The Power of C++11 in CUDA 7

Originally published at: https://developer.nvidia.com/blog/power-cpp11-cuda-7/

Today I’m excited to announce the official release of CUDA 7, the latest release of the popular CUDA Toolkit. Download the CUDA Toolkit version 7 now from CUDA Zone! CUDA 7 has a huge number of improvements and new features, including C++11 support, the new cuSOLVER library, and support for Runtime Compilation. In a previous…

This looks really great! However, I am using fedora so I cannot try it out myself yet :-( Do you know when the fedora edition will be available?

Hi Kenneth. The .run file installer *might* work with Fedora 20, though we haven't tested it. It's worth a try. We're working on getting the Fedora 21 installer available soon (only 21 will be *officially* supported with CUDA 7 -- please see the release notes).

Hi Mark, thanks, nice and clear explanations. I have found a typo in the first code snippet, when calling count_if, there should be text instead of data.

Good catch; I fixed it. Thanks!

Hi Mark, which parts of the STL of C++11 can be used on the device with cuda 7? NB: I was thinking in defining classes that make use of std::vector, etc ... that would incorporate unified memory managed class, as in a previous posting of you, and then having __device__ __host__ functions using those classes. I have tried but it seems not to work. Does one need to use something like Thrust?, or am I mistaken? Thank you.

CUDA 7 adds support for C++11 language features in device code, but not the standard template library, I'm afraid. You can use a thrust::device_vector. You could indeed write your own vector class that uses managed memory, but existing STL headers won't "just work" because of the need to annotate all functions called on the device with "__host__ __device__"

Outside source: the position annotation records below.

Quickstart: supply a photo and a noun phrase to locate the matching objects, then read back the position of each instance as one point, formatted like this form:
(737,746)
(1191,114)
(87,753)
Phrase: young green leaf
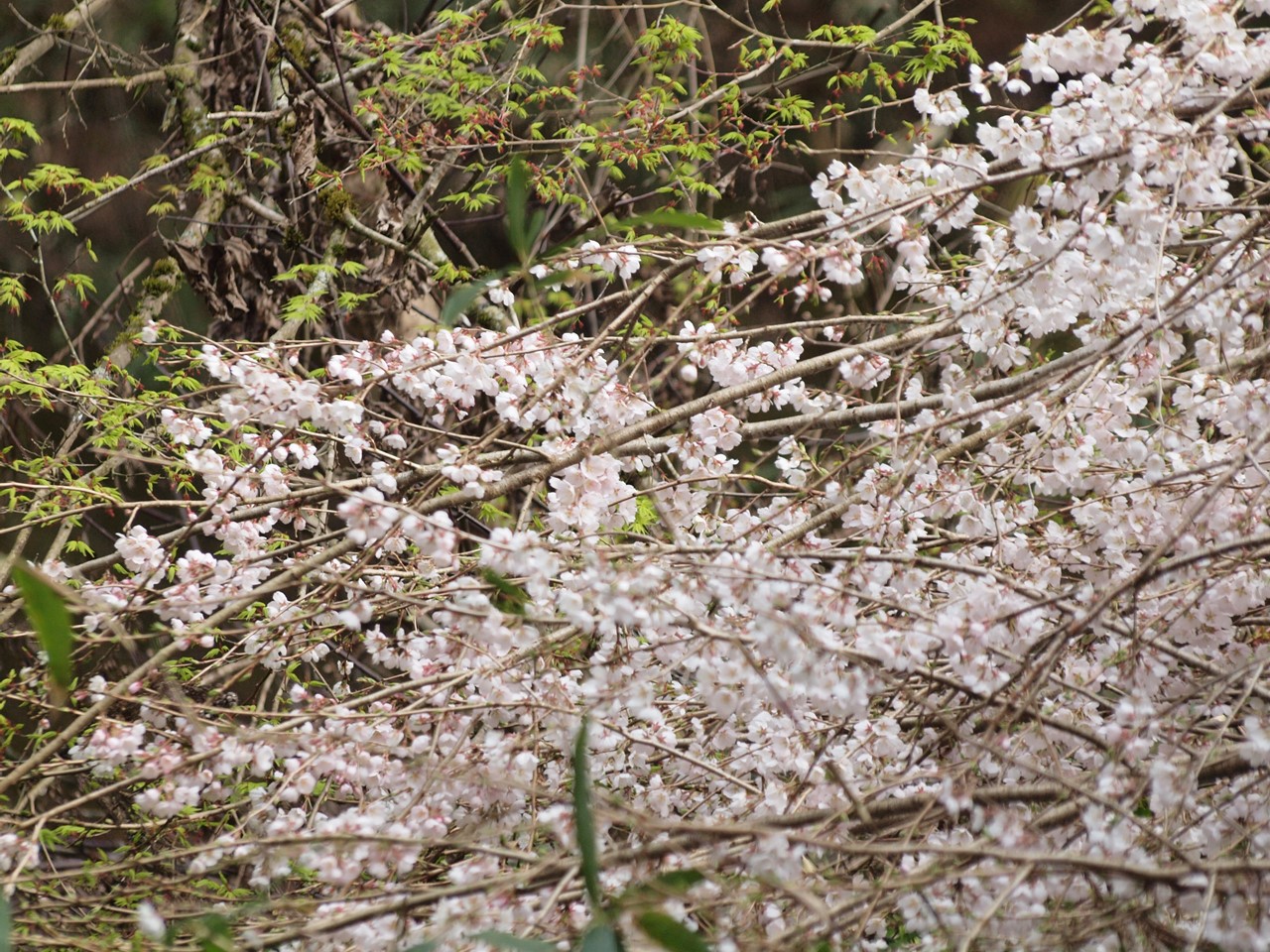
(458,299)
(46,611)
(502,939)
(671,934)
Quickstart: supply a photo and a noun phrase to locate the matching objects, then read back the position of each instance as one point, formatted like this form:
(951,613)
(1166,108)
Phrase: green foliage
(46,611)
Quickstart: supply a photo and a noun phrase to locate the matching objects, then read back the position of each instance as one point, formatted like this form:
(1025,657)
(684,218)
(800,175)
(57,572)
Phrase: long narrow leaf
(502,939)
(46,611)
(584,820)
(517,200)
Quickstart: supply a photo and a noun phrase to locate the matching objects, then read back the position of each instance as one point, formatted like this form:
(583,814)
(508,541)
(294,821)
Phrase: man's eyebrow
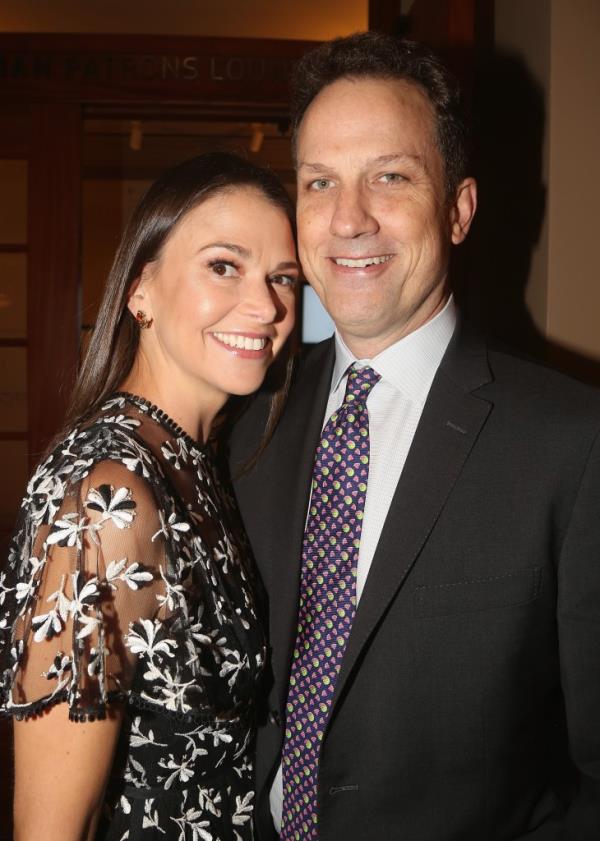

That makes sense. Thanks for the clarification. I had started to do so, about the '__host__ __device__' with a ifdef/ifndef, but, clearly, I encountered problems using the STL methods. In order to use the implicit methods of STL, the closest and best thing to do seems to use Thrust. I had not looked at it before and it is clearly very good, as well, and probably close to what an adapted C++ for the device memory would be.